STUMP » Articles » Whatsa Matter Rahm? Anything Getting You Down? » 15 December 2015, 08:16

Where Stu & MP spout off about everything.

Whatsa Matter Rahm? Anything Getting You Down?  

by

15 December 2015, 08:16

Look at that punim.

Why so gloomy?

TEACHERS, COPS, AND CASH

Several things are hitting at once, but for a lovely retrospective, take a gander at this website: Rahm’s Accomplishments

Chicago likes a tough mayor that gets things done. Let’s take a look at what Mayor Rahm Emanuel has done in his short tenure. From finance and crime, to education and jobs, Rahm has touched every aspect of our city in less than four years.

Under-resourced schools
…..
Finance & Ethics
Refusing to comply with FOIA law.
Former congressional aide became lobbyist for Xerox just before red light camera contract was awarded
…..
Chicago’s bond rating dropped to near junk-bond levels.
…..
Education
Closed 54 schools yet has $1.71 billion in special accounts often used to finance corporate subsidies.
Fails to hold charter schools accountable in the same way neighborhood schools are held accountable.
….
Crime & Safety
Crime statistics altered to hide murder rate, including a woman who was bound and gagged declared dead not from murder but by “unspecified means”.
Chicago Murder rates increase 50%.
Number of shootings increases.
Spends $95 million in police overtime.
…..
Employment & Poverty
Outsourcing City of Chicago utility call center to Japan.
The Chicago Infrastructure Trust, despite many promises of savings to the city, ended up costing millions in attorney fees and staff time only to produce the repackaging of an effort that had been underway by the PBC since 2009.
Chicago’s African-American unemployment rate higher than other large cities.
….
Does Rahm deserve another four years?

Too bad he’s not up for re-election til 2019….or can he be gotten rid of sooner?

RECALL?

Recall isn’t in the cards, alas:

But what about Mayor Emanuel, who’s not scheduled to face Chicago voters until 2019?

The simple answer: He can’t be impeached or recalled because there’s nothing in city or state law to facilitate either draconian measure.

In fact, the only example we found of a local recall was in northwest suburban Buffalo Grove, where officials passed an ordinance that led to the recall of an unpopular trustee in 2010.

That suggests Chicago aldermen could consider a similar measure to recall Emanuel, but City Council rarely challenges a mayor on little things, so a full frontal assault is highly unlikely.

That may explain why a state representative filed legislation in Springfield last week that would give city voters a chance to recall Emanuel by referendum.

It’s creating a buzz, but who knows where it’s going.

Not yet, at any rate.

He could be hounded out of office… driven to resign…. but what are the chances of that?

If he wasn’t deterred by the fact that Daley got out while the going was good, why would he quit now?

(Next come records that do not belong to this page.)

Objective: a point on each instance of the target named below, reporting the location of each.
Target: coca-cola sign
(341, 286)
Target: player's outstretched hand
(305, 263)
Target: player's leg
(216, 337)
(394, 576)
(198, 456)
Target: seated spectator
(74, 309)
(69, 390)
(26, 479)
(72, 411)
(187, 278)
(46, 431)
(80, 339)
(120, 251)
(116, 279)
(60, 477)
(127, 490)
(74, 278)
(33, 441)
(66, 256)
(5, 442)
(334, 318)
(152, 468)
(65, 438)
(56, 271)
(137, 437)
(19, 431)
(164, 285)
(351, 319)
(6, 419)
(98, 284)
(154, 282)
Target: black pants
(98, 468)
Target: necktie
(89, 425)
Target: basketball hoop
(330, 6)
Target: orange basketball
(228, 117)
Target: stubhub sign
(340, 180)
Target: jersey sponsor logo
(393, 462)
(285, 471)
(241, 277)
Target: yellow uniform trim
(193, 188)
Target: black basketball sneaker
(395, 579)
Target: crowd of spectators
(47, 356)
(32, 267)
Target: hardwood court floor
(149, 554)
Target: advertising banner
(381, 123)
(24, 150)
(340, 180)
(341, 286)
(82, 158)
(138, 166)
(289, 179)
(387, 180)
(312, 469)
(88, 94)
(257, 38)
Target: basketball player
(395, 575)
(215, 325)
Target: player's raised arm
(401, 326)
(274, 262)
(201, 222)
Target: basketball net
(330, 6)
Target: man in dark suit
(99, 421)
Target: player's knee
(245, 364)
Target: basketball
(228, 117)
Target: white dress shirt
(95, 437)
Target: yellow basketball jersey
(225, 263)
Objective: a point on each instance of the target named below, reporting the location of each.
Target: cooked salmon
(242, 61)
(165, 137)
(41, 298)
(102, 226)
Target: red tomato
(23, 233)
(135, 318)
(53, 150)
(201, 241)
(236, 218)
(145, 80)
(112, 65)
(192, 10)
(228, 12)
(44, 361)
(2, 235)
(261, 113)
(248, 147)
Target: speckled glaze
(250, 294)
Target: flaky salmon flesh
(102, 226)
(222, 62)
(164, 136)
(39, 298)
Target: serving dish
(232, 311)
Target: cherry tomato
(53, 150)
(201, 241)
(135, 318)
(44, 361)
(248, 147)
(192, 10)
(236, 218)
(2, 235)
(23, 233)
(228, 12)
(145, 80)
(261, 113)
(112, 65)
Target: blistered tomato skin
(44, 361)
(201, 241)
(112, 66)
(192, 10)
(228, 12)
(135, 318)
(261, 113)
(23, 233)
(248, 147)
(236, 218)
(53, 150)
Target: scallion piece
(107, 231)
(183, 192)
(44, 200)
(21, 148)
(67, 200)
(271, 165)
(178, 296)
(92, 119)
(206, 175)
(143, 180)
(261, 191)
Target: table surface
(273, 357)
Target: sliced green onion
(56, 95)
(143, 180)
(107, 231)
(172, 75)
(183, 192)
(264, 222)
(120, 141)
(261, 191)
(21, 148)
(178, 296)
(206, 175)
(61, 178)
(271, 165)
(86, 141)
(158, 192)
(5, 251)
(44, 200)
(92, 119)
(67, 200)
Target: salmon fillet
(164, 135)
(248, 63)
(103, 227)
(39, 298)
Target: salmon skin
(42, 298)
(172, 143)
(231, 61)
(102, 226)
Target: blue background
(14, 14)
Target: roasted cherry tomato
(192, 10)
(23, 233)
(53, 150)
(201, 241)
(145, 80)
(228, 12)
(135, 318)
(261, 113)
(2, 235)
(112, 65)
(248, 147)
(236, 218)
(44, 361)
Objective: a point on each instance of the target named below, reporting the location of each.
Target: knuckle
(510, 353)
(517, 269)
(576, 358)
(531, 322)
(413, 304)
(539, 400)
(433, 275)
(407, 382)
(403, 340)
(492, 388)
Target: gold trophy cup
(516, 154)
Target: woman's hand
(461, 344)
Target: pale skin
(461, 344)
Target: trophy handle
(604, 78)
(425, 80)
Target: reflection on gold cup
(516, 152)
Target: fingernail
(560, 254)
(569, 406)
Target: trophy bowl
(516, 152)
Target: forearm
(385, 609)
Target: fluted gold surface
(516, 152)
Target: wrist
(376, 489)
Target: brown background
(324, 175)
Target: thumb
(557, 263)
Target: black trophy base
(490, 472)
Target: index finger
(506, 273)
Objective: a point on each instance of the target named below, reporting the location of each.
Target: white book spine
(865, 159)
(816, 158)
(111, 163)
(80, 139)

His pride is on the line!

CHICAGO COP PROBLEM

There’s a couple issues going on right now. The one in the headlines is the release of the video of Laquan McDonald being shot dead by Chicago cops (after the video had been suppressed), and I see there’s another death-by-cop video being suppressed:

But there is a new name of a 17-year-old, Cedrick Chatman, and you need to know it. Say it with me, Cedrick Chatman. “Who? What? Why do I have to remember yet another name?”

…..
Less than a week ago, Rahm Emanuel tried to cover his complicity in the concealment of Laquan McDonald’s murder with the words, “It starts today. It starts now.” And even as those words left his lips, the video of Cedrick Chatman’s murder remained concealed.

People far more optimistic than this old lawyer about reform spend their time explaining how the empty rhetoric from guys in important official positions demonstrates . . . something. They explain how tepid reforms, if reforms at all, will change everything. Having lived through such rosy predictions before, and watched as it all fell back to shit as soon as public attention turned to the next shiny thing, I wasn’t buying. It’s not that I wanted to be right, but experience hardens one to the difference between talk and action.

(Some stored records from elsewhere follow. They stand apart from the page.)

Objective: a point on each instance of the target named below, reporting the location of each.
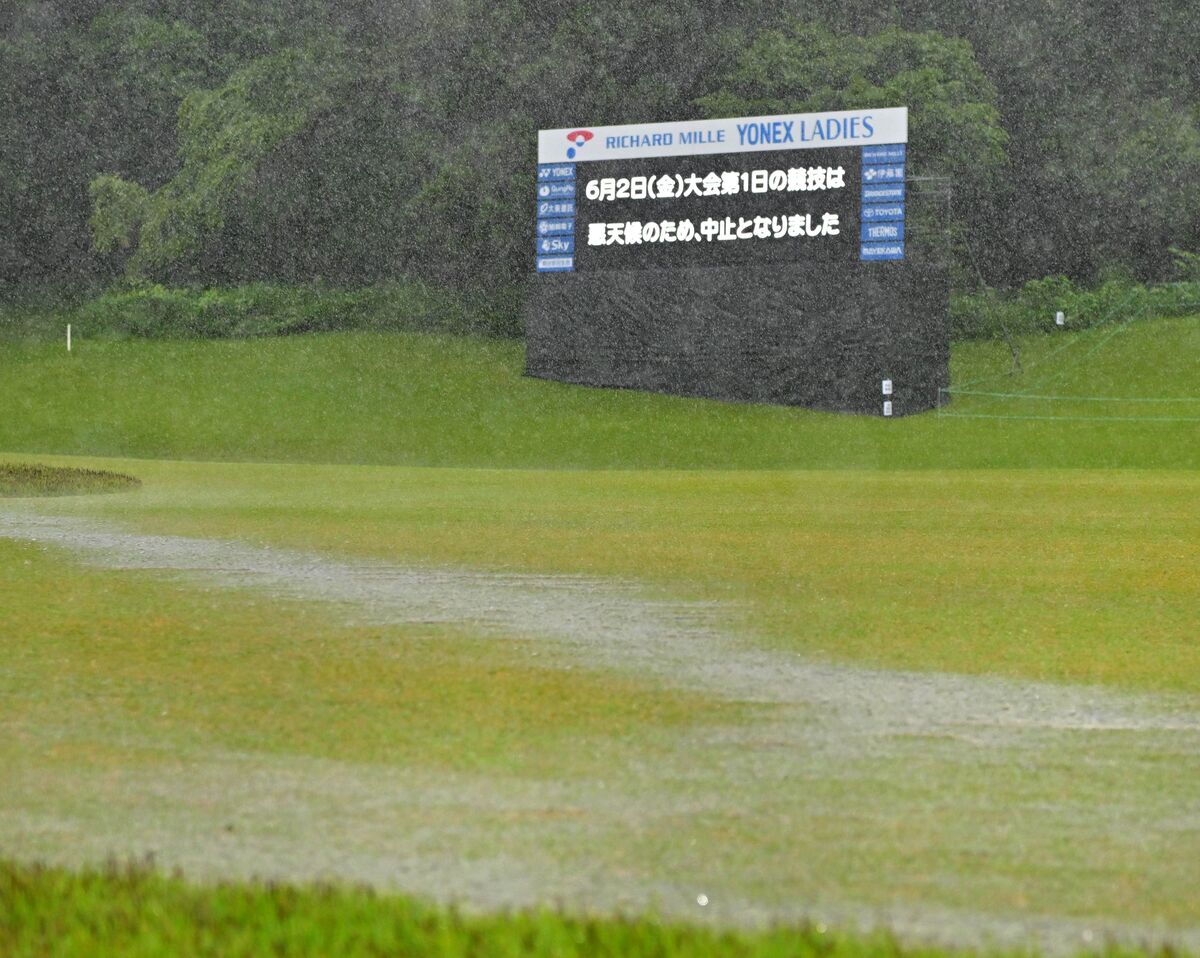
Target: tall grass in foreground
(19, 480)
(132, 910)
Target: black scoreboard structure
(755, 259)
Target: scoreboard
(659, 245)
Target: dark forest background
(351, 142)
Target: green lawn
(227, 728)
(132, 912)
(412, 399)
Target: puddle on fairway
(955, 756)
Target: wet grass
(186, 666)
(417, 399)
(132, 911)
(33, 479)
(1072, 576)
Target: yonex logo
(579, 137)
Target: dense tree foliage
(366, 139)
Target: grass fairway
(1074, 576)
(456, 401)
(237, 729)
(129, 911)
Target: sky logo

Talk is cheap. The continued concealment of Cedrick Chatman’s video is the action that belies Rahm’s effort to soothe the gullible public. And before anybody thinks this is just a Rahm Emanuel, the Second City’s First Liar, problem, he’s not “the” problem, but just the poster boy for the scheme to calm the looming disaster of public outrage and mistrust of police.

Thing is, the cop problem in Chicago specifically goes way, way back.

From the Daley days:

What? It took a video to teach you there’s a code of silence in the police department in which cops look the other way when the bad apples do their thing?

Let me remind you that police officer Jon Burge was torturing confessions from suspects in the back rooms of police stations during the 1980s, when Richard Daley was state’s attorney.

And you elected Daley six times as your mayor.

You’d probably still be electing him if he hadn’t gotten tired of the gig and walk away.
……
I hate to say it, Chicago. But as the mayor might put it—you own this.

Jon Burge? What was that?

Here’s a recent retrospective by one who investigated:

From 1987 to 1995, I was an investigator for the Chicago Police Department’s Office of Professional Standards (OPS), a civilian unit that investigated complaints of misconduct, especially excessive force. I questioned hundreds of officers about a range of misconduct allegations, everything from handcuffs-too-tight beefs to broken ribs to suffocation with a plastic bag. I was used to seeing cops shut down.

My highest-profile and most sensitive case was the reinvestigation of Andrew Wilson’s allegations of torture against former police commander Jon Burge. In 1993, as a result of my investigation and the Police Board hearing that followed, Burge was fired from the department. In 2010 he was convicted on federal charges of perjury and is currently serving a four-and-a-half-year sentence.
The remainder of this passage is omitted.